Search code examples
sqlsql-servert-sqlsql-update

UPDATE a large set of rows based on a list of IDs in a file


I have a file with rather large list (160 000) of IDs (bigint) which are used for clustered index. For each of these I need to update two bit columns. My first trial was via C# script in LinqPad which translates into SQL. To illustrate what I am trying to achieve:

var reports = File.ReadAllText((@"C:\list.txt")).Split(new[] { "\n" }, StringSplitOptions.None);
reports
    .ToList()
    .ForEach(r => {
            var row = DatabaseRecords.First(u => u.UserUsageId == long.Parse(r));
            
            row.IsYummy = true;
            row.isJuicy = true;
            
            SubmitChanges();
    });

but it is far from what I need in terms of performance and I want do it in SQL itself, but can't come up with a more performant way to do so.

I was thinking about somehow filling a temporary table and then perform a select from it within an update clause?

EDIT: Here is the execution plan:enter image description here


Solution

  • You can perform mostly type-safe bulk SQL database updates with expressive LINQ via linq2db. Note that linq2db works with most of the "major" database engines, so the code should be quite portable. Currently the example below has been tested on SQLServer 2022 Dev.

    A) Declare your Tables (Models)

    If you are using EntityFrameworkCore you can reuse your EF models (linq2db.EntityFrameworkCore). Note that the DataType attribute has some SQLServer specific config. The rest of the attributes are engine agnostic.

    [Table("Food")]
    public class Food
    {
        [PrimaryKey, Identity] public long Id { get; set; }
    
        [Column, NotNull, DataType(DataType.VarChar, DbType = "VARCHAR(32)")]
        public string Name { get; set; }
    
        [Column, NotNull] public bool IsYummy { get; set; }
        [Column, NotNull] public bool IsJuicy { get; set; }
    }
    
    public class TempTable
    {
        // Adds a constraint on the TempTable which will prevent duplicate Ids
        // (remove if duplicates are allowed)
        [PrimaryKey] public long Id { get; set; }
    }
    

    B) File Read into Temp Table then SQL update with Inner Join

    See "Full Source Code Example" below for "LINQ query syntax"

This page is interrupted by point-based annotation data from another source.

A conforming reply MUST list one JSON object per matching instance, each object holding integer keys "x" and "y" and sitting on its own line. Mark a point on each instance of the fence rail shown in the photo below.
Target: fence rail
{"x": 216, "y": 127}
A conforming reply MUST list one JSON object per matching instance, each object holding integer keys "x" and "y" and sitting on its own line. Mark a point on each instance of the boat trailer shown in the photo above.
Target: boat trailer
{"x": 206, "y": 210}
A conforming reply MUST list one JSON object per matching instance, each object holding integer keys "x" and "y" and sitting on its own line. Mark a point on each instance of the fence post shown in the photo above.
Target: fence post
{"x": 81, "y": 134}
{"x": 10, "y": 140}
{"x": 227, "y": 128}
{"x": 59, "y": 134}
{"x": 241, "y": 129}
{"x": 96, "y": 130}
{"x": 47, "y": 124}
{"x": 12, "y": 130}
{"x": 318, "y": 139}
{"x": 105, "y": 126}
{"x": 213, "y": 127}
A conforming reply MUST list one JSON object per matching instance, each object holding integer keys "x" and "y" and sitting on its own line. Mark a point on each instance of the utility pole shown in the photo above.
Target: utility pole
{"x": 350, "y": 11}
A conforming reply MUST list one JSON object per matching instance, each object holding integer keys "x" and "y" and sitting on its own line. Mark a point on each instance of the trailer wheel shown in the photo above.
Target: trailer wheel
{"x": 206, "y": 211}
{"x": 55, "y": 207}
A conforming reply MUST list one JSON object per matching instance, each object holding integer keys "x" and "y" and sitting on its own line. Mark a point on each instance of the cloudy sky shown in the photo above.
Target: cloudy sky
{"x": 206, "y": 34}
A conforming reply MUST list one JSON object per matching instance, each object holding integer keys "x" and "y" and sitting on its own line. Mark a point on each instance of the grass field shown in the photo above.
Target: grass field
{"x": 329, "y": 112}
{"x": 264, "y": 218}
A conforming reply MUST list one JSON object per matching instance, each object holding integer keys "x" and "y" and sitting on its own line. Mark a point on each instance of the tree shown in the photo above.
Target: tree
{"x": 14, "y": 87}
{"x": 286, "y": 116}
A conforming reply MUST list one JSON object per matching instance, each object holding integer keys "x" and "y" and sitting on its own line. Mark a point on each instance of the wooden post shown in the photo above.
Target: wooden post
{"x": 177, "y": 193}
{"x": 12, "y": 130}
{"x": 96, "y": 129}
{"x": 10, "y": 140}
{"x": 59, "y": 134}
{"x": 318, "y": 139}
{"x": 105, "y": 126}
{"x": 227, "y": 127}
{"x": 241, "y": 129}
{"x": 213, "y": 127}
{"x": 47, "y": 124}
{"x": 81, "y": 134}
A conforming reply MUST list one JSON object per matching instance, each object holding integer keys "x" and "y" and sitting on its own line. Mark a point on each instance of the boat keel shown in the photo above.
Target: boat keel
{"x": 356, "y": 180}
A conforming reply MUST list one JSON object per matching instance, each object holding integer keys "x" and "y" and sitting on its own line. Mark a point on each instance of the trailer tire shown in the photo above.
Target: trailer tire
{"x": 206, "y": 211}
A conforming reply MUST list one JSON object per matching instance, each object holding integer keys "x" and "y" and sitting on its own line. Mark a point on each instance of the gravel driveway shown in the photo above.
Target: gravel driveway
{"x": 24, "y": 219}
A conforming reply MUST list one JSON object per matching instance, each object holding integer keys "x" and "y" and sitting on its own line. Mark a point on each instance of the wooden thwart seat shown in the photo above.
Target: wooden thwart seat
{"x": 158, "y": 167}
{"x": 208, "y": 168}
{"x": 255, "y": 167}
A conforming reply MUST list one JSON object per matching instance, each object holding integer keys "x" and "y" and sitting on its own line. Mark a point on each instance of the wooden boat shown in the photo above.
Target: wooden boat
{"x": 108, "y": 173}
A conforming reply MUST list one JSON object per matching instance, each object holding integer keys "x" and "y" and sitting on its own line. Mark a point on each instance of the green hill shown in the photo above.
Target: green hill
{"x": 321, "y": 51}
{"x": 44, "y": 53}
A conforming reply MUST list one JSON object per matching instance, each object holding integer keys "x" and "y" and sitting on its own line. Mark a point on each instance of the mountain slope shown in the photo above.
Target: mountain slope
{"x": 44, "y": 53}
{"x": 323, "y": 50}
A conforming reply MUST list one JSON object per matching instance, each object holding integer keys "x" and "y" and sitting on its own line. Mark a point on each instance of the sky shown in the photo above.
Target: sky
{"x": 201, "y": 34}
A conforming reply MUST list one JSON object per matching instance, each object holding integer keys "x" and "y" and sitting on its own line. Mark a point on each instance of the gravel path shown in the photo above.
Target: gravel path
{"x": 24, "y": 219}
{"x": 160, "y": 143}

    using (var db = new DataConnection(options))
    {
        using var tempTable = db.CreateTempTable<TempTable>("#FoodUpdate");
        var foodTable = db.GetTable<Food>();
    
        // ------------- Insert Into TempTable -------------
        var lines = File
            .ReadAllLines(listTxtPath)
            .Select(long.Parse)
            .Select(id => new TempTable { Id = id });
        
        tempTable.BulkCopy(lines); // <-- inserting into db happens here
        // -------------------------------------------------
    
        // ------------- Update from TempTable -------------
        var count1 = foodTable
            .InnerJoin(tempTable, (f, t) => f.Id == t.Id, (f, t) => f)
            .Set(f => f.IsYummy, true)
            .Set(f => f.IsJuicy, true)
            .Update(); // <-- update statement is generated and run
        // -------------------------------------------------
    }
    

    Performance

    These are just ball park numbers, using a consumer grade CPU, RAM, SSD PC (.NET 8). The text file is ~3.3MiB contains ~400_000 lines and the database table contains 2_000_000 records. The total time taken for the entire process reading the text file and updating the database table is ~1s. This process is fairly efficient given it's using BulkCopy and a single SQL UPDATE.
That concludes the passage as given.